CS 369 Introduction to probability

30 March 2017

Basics of probability

Some definitions

An event is a set of outcomes of a random process

A probability is a number between 0 and 1 assigned to an event.

We interpret a probability as

the chance of the event occurring
the degree of plausibility we place on the event occurring or having occurred.

Formally, let $\Omega$ the set of all possible outcomes. $\Omega$ is called the state space.

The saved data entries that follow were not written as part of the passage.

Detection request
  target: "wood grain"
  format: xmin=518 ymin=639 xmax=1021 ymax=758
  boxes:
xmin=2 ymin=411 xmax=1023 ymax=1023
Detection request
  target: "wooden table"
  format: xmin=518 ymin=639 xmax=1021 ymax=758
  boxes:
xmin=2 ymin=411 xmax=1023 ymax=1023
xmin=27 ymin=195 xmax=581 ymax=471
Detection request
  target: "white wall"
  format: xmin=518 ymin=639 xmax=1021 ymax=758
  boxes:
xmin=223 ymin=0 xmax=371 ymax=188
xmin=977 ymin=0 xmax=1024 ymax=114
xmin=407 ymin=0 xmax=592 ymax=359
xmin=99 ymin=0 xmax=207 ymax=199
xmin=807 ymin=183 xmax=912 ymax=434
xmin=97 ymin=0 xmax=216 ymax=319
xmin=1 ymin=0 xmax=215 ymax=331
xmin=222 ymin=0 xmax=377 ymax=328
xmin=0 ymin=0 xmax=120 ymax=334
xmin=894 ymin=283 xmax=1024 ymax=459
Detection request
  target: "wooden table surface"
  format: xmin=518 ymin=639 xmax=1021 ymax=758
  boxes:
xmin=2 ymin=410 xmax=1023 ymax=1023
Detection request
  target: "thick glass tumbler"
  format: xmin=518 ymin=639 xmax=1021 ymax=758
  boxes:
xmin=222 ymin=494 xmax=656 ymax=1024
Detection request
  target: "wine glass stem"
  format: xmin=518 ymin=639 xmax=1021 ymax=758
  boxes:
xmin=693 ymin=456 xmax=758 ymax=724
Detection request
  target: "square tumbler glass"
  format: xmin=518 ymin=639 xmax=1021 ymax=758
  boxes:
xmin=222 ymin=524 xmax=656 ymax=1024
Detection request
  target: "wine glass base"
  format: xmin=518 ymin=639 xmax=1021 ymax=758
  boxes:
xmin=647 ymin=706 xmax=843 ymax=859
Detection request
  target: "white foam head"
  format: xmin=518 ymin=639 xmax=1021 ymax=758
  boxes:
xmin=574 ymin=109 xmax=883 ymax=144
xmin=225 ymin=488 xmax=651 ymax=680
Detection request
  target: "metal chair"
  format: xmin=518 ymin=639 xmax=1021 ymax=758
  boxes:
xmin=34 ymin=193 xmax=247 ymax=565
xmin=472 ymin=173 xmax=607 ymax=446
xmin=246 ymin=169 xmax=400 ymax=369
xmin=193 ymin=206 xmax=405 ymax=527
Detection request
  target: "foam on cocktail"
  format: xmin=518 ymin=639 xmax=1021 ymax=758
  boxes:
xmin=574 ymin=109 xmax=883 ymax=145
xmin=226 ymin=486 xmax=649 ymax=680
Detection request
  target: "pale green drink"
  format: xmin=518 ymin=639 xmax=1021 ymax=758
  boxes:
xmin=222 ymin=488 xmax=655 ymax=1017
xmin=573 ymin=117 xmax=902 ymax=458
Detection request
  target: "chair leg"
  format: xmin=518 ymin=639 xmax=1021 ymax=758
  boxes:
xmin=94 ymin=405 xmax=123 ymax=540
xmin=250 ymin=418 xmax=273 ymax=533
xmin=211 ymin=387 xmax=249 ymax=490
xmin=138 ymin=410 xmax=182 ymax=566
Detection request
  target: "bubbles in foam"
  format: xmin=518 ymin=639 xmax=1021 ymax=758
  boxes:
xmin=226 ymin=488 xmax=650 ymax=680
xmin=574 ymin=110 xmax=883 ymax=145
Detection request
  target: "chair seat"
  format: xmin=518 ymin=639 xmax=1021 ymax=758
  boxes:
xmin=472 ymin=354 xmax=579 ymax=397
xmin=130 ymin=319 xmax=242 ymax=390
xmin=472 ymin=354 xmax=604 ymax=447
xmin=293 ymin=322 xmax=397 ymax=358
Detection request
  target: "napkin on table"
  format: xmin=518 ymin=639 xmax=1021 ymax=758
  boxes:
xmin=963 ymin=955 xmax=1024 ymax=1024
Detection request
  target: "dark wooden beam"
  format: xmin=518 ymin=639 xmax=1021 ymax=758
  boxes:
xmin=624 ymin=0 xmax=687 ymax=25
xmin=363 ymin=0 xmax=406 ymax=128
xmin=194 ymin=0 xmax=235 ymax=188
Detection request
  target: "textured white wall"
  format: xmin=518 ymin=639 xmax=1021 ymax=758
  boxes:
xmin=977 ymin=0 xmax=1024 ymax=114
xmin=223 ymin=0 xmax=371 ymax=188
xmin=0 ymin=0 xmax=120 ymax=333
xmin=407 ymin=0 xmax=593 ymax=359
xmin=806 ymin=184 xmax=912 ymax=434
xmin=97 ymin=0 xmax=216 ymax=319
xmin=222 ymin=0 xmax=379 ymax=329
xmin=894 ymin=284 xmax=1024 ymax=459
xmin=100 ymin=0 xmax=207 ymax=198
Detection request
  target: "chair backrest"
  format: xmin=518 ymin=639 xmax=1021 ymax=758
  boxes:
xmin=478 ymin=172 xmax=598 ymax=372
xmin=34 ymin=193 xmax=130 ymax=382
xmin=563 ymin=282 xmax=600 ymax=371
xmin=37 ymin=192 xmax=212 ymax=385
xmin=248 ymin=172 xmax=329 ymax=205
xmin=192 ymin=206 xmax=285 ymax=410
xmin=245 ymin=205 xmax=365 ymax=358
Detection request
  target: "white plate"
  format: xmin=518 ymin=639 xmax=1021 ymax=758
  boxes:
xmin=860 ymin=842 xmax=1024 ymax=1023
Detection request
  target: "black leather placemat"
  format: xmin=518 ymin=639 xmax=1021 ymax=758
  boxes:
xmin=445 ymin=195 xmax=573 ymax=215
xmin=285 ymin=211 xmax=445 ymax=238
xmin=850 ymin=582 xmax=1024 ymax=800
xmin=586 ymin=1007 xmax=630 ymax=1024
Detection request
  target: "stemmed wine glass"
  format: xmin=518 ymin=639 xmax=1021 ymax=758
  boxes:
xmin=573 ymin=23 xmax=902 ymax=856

An event is $A \subseteq \Omega$

Let $\mathcal A$ is the power set (set of all subsets) of $\Omega$

If $\Omega$ is countable, probability can be viewed as a function $P:\mathcal A \rightarrow [0,1]$

Interpretation doesn't work if $\Omega$ is uncountable but still helps our intuition.

Example: tossing a coin twice

State space: $\Omega = \{HH, HT, TH,TT\}$.

An example of an event: we throw a tails first so $A = \{TH, TT\}$.

There are $2^4 = 16$ possible events: \[\mathcal A = \{ \emptyset, \{ HH\}, \{HT \}, \{ HT\}, \{ TT \}, \{ HH, HT \}, \ldots \] \[ \ldots \{ HH, TH\}, \{ HH, TT\}, \{ HT,TH\}, \{ HT,TT\}, \{ TH,TT\}, \dots \] \[ \dots \{HH, HT, TH \}, \{HH, HT,TT \}, \{HH, TH,TT \}, \{HT, TH,TT \}, \Omega \}\]

Operations on events

Let $A$ and $B$ be events.

The event $C$ that $A$ and $B$ occur is given by $C = A \cap B$.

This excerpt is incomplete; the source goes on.